Silêncio cúmplice

Por Carmo Rodeia

Em todo o mundo, perto de 50 milhões de crianças estão atualmente desenraizadas. 28 milhões deixaram as suas casas devido a conflitos para os quais não contribuíram minimamente, e muitas outras migraram na esperança de encontrar uma vida melhor e mais segura. 45% dessas crianças são da Síria e do Afeganistão.

Segundo o relatório “Crianças Desenraizadas”, publicado a semana passada pela UNICEF, existem 10 milhões de crianças refugiadas; 1 milhão de requerentes de asilo cujo estatuto de refugiado ainda não foi determinado; e um total estimado de 17 milhões de crianças deslocadas nos seus próprios países – crianças que precisam desesperadamente de assistência humanitária e de acesso a serviços essenciais.

Muitas vezes traumatizadas pelos conflitos e pela violência dos quais fogem, estas crianças enfrentam outros perigos pelo caminho, incluindo o risco de afogamento em travessias por mar, má nutrição e desidratação, tráfico, rapto, violação e mesmo de assassínio. Nos países pelos quais passam ou nos de destino, são muitas vezes alvo de xenofobia e discriminação. Para além da crueza dos números ficam outras certezas a partir deste relatório: uma criança refugiada tem cinco vezes mais probabilidade de não frequentar a escola do que uma criança não refugiada. E quando têm a oportunidade de frequentar a escola, esse é justamente o local onde é maior a probabilidade de as crianças migrantes e refugiadas serem alvo de vários tipos de discriminação, incluindo tratamento desigual, bullying e gestos racistas.

Em junho deste ano a UNICEF publicava o vídeo de Anna, a menina sem abrigo: uma menina vestida com roupas velhas, cabelos desarranjados e com um ar sujo, deixada propositadamente à beira da estrada, que se tornou invisível. Uns dias depois a menina foi vestida com roupas bonitas e, com um ar arranjado, foi deixada no mesmo local. Foram vários os que pararam a perguntar com quem estava, onde estavam os pais, etc, etc.

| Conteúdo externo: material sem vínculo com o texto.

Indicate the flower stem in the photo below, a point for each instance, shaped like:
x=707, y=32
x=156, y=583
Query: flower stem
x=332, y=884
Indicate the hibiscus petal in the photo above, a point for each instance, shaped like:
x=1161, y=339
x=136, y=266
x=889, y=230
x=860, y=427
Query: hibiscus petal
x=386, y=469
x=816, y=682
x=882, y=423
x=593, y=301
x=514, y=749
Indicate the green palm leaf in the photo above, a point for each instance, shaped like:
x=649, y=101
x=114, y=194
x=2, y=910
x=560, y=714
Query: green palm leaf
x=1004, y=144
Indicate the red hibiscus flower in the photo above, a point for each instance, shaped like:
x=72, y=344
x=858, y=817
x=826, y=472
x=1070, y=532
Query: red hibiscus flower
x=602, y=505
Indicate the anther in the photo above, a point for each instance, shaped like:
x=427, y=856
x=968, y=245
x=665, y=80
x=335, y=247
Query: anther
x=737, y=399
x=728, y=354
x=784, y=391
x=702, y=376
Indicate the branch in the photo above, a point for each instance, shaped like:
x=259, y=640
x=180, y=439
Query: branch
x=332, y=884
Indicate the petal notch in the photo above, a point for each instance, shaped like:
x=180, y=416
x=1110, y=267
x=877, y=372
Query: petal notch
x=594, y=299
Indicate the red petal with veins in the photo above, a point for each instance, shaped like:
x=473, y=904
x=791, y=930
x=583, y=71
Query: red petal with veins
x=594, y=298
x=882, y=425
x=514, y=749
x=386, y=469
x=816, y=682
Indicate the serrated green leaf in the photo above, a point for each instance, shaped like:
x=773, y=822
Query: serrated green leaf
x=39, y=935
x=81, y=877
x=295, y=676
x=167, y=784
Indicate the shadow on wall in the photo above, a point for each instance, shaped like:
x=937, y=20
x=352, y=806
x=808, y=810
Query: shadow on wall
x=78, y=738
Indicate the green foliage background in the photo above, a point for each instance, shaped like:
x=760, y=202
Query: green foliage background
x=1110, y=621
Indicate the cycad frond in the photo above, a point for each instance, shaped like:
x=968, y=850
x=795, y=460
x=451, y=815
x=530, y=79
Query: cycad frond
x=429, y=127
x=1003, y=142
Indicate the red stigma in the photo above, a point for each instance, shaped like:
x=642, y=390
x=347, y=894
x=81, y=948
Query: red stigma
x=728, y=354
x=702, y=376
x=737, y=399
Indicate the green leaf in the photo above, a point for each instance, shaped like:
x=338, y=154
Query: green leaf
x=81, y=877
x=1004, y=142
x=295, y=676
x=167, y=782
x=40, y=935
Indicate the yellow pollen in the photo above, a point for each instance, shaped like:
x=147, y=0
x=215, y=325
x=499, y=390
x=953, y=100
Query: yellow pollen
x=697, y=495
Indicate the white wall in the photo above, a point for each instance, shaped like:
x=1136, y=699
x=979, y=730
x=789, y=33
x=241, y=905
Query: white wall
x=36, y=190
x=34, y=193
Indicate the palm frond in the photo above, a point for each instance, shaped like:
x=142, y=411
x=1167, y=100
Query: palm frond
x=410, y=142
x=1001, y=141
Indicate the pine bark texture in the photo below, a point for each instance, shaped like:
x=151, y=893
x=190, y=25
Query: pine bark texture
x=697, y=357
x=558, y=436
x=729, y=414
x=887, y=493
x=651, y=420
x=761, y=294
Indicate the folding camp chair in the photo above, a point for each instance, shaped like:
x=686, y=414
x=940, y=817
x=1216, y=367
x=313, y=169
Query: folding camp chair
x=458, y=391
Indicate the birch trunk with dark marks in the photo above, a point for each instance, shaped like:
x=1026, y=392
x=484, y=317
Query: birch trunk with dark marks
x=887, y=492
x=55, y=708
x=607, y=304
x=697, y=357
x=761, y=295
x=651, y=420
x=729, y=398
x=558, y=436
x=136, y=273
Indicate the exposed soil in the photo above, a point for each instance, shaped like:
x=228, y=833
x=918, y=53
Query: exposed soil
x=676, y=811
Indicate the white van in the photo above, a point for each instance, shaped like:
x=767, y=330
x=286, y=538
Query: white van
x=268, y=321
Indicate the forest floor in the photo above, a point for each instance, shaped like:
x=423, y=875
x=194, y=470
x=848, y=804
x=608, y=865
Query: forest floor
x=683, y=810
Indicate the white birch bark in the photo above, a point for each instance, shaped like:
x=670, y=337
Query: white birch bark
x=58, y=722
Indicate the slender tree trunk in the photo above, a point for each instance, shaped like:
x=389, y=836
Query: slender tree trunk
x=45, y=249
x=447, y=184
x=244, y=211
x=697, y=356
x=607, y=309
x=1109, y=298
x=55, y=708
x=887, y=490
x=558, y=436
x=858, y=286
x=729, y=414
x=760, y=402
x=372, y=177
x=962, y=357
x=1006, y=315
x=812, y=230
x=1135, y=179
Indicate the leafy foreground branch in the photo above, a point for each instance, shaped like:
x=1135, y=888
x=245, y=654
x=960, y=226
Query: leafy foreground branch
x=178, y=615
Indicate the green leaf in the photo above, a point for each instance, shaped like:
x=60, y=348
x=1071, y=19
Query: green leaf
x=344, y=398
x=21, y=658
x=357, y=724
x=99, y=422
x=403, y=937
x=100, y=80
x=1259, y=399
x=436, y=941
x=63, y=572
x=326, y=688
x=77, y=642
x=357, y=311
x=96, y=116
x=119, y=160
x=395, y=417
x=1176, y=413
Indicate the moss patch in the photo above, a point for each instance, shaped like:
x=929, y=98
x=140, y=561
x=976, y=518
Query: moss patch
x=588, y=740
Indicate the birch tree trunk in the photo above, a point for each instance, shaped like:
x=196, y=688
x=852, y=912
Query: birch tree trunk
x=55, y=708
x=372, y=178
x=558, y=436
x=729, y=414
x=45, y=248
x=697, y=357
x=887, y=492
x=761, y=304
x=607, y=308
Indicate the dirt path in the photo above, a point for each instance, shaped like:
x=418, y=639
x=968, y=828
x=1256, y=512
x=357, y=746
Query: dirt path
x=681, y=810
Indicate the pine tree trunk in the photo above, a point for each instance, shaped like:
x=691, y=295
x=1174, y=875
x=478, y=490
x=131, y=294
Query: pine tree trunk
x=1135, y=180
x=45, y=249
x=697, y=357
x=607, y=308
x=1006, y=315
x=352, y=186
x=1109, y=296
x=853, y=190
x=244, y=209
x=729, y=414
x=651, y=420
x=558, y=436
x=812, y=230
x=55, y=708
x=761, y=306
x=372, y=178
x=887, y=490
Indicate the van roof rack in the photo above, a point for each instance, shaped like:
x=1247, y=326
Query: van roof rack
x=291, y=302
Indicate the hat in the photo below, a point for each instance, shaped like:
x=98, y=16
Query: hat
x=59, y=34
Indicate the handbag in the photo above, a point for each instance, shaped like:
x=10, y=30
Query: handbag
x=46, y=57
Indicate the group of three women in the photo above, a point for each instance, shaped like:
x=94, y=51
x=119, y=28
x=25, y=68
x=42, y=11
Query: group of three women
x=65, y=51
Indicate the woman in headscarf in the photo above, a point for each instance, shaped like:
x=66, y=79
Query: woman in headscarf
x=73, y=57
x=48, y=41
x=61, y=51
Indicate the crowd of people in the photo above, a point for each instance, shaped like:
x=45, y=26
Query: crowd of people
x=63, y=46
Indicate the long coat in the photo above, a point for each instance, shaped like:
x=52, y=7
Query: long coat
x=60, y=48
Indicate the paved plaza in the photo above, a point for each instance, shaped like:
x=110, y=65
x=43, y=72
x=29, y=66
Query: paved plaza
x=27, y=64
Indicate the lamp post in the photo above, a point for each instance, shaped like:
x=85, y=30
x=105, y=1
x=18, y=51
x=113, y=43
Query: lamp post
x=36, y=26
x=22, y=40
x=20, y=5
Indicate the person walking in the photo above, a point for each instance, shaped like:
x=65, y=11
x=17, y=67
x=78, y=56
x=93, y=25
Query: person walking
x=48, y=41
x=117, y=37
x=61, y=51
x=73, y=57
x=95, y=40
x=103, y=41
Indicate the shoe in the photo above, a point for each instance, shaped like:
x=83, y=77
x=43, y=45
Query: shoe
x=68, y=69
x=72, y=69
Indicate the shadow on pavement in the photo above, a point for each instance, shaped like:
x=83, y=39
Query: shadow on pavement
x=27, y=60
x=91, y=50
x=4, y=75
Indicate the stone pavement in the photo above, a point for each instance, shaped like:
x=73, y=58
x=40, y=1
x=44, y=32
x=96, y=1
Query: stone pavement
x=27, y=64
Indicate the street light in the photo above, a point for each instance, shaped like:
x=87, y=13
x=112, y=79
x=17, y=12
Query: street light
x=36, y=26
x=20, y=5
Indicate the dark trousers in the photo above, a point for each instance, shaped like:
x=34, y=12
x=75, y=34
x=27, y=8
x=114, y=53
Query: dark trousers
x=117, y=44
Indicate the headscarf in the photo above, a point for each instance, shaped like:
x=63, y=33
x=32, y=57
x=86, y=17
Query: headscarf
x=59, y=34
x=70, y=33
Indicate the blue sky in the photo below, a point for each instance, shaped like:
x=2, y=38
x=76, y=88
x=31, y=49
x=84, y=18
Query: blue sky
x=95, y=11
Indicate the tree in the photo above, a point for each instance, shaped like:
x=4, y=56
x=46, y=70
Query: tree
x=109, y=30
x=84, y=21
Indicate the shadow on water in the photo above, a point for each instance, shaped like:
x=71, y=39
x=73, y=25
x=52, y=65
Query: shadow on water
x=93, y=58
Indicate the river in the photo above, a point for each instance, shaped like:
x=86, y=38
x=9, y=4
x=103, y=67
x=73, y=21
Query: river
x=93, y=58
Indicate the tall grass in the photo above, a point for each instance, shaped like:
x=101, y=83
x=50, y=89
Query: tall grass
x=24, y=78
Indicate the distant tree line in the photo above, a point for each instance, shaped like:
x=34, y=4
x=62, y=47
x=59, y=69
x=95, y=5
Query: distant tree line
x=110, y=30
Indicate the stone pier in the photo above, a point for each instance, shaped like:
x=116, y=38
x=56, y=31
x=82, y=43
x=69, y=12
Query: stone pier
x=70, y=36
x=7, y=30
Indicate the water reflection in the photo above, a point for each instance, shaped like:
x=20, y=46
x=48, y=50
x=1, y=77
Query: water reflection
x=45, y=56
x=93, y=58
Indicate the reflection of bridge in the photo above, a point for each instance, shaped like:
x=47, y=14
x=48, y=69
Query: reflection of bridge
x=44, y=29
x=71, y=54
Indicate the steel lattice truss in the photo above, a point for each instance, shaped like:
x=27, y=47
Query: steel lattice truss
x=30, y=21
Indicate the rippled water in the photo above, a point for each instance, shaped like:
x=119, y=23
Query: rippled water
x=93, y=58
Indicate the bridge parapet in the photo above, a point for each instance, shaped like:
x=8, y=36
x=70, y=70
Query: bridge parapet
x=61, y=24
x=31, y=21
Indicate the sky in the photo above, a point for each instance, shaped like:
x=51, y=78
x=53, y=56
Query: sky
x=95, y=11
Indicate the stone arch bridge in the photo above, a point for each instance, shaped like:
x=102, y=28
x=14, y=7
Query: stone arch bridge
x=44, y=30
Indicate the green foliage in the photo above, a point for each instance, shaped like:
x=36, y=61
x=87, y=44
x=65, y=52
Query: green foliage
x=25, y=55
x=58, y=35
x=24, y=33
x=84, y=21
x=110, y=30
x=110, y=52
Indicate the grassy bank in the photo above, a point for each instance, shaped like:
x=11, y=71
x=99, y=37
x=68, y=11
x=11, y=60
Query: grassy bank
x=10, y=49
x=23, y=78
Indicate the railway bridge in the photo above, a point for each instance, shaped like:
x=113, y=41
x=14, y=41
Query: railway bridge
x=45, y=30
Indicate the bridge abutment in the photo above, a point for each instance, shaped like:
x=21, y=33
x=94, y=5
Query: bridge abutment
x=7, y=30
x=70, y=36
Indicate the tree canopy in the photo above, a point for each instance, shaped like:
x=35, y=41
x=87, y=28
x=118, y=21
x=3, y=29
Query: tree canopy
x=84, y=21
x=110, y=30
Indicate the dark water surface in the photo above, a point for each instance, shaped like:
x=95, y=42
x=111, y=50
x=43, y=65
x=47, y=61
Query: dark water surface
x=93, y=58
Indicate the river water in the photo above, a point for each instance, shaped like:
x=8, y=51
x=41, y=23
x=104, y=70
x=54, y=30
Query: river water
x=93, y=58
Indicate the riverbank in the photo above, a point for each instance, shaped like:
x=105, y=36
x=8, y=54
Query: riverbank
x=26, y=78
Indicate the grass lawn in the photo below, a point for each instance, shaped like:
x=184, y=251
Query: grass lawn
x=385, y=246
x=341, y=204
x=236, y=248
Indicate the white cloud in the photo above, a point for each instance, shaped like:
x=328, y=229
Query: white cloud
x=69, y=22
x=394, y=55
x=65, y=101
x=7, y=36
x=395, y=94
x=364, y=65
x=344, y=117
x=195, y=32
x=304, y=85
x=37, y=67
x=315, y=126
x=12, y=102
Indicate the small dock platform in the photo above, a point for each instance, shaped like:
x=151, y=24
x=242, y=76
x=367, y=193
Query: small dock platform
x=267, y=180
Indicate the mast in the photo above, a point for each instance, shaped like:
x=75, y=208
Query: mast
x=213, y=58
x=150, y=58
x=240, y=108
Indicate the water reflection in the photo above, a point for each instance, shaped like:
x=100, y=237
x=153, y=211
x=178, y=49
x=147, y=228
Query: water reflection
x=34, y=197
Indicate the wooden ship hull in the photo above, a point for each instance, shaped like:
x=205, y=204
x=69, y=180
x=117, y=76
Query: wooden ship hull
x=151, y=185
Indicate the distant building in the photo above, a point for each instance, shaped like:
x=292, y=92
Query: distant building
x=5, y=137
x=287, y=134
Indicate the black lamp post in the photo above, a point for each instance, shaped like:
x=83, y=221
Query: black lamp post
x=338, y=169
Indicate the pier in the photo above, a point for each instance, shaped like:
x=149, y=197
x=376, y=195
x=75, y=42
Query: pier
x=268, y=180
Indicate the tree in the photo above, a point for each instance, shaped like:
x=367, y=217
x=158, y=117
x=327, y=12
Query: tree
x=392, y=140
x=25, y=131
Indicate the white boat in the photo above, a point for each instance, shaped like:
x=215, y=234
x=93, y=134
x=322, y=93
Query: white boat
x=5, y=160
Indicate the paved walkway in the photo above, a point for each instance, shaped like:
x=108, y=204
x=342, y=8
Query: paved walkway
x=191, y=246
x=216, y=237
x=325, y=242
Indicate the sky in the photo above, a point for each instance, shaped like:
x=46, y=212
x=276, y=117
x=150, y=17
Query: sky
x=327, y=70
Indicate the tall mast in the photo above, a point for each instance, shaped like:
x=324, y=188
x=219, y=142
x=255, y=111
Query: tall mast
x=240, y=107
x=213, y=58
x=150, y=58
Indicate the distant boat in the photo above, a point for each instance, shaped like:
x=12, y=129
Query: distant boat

Quantas vezes ouvimos que «quem não se fizer parecido às crianças não entrará no Reino dos Céus»  (Mt 18, 3), e «quem colocar um obstáculo para uma criança cair, seria melhor ser atirado ao mar» (Mt 18, 6). Quando queriam afastar d’Ele as crianças, Ele reclamou: «Deixem vir a mim as criancinhas» (Mt 19, 14). (…)

“Penso nas muitas crianças esfomeadas, abandonadas, exploradas, forçadas à guerra, recusadas. É doloroso ver as imagens de crianças infelizes, com o olhar perdido, fugindo da pobreza e dos conflitos, e que batem às nossas portas e aos nossos corações implorando ajuda. O Senhor nos ajude a não sermos sociedades-fortaleza, mas sociedades-família, capazes de acolher, com regras apropriadas, mas acolher, acolher sempre, com amor”, disse o Papa Francisco já este ano numa das orações do Angelus, ao domingo, na Praça de São Pedro.

“Cada criança marginalizada, abandonada, que vive na rua a mendigar ou com qualquer tipo de expediente, sem escola, sem cuidados médicos, é um grito que chega até Deus e que acusa o sistema que nós adultos construímos”, declarou então.

Comovemo-nos facilmente com imagens que se tornam virais. Como a do pequeno Omrar Daqneesh, de 5 anos, o menino sírio da ambulância, ferido num ataque aéreo que atingiu a sua casa. Mas nem sequer vimos a imagem  do seu irmão, com o dobro da idade, que não sobreviveu ao ataque. E só soubemos da sua existência porque Ali era irmão de Omram. Que tal pormos fim a um silêncio cúmplice que torna tantas crianças invisivelmente vítimas?